They said: "Blink and they've grown up", I have to agree, my girls are growing up too fast and becoming 3 crazy, funny, stubborn at times but sweet at many other times girls that I adore, they are getting into their own little selves, showing me their personalities and differences, their points of views and their ways to look at life...
She is still very sweet for the most part, educated and well behaved, but here and there she is staring to "Question" everything me or her dad ask from her, I don't mind the questioning actually, I love that she has her own opinions, but sometimes this "Questions" are oppositions to the rules we try to have at home, there is where the situations start, she'll ask me "Why?, I will try to explain, she will keep saying: But, but... why?? and I might try to explain one more time and then when she seems not to get it, I"ll just have to say the infamous "Because I said so" phrase.... Am I starting to be that mean mom?? I guess, but again I'll need lots of help to go thru this stage of life with my baby, which I know, she is not a baby anymore (sad face) At School she is doing very well, I am proud of her, but we missed an eye doctor appointment last year and her sight has gone really bad, she will be using glasses since next week, that has being hurting her school grades, but I am hopeful that the problem will get fixed with the new pair of glasses that are coming soon.
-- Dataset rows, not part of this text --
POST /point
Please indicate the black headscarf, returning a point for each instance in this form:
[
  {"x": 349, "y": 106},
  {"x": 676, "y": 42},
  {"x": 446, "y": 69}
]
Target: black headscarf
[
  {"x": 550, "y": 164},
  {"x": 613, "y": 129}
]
They all are sweet and sensitive, they have the sweetest hearts, but also get frustrated a lot with themselves because of the age gap between them, so it's a challenge to have them all playing together without someone fighting, when it does happen and they play happily I feel like a million bucks.
It's so funny how I love them all the same, but I can't help to act differently with each one, probably influenced by the age each one has and their personalities, I think I'm trying to meet the needs of all of them my 3 loves, I hope one day you can remember certain times where maybe I wasn't the best mom to you, but for sure I tried to be the mom that you needed me to be.
I am proud of my 3 little girls, and guilty too because now that I am always busy I feel I am not the mom they all deserve, my attention is limited, my time as well, I try, but there is a big difference of when I had only Sophie and she had me all for herself than now trying to teach each one their tasks for their respective age while dealing with 2 more kids all talking at the same time and not going insane.
I hope and wish they can get something more in exchange of my lack of time, my hope is that they can get family, sisters, memories, a little bit of a messy house, (and an almost crazy mom) but a lot of fun and love.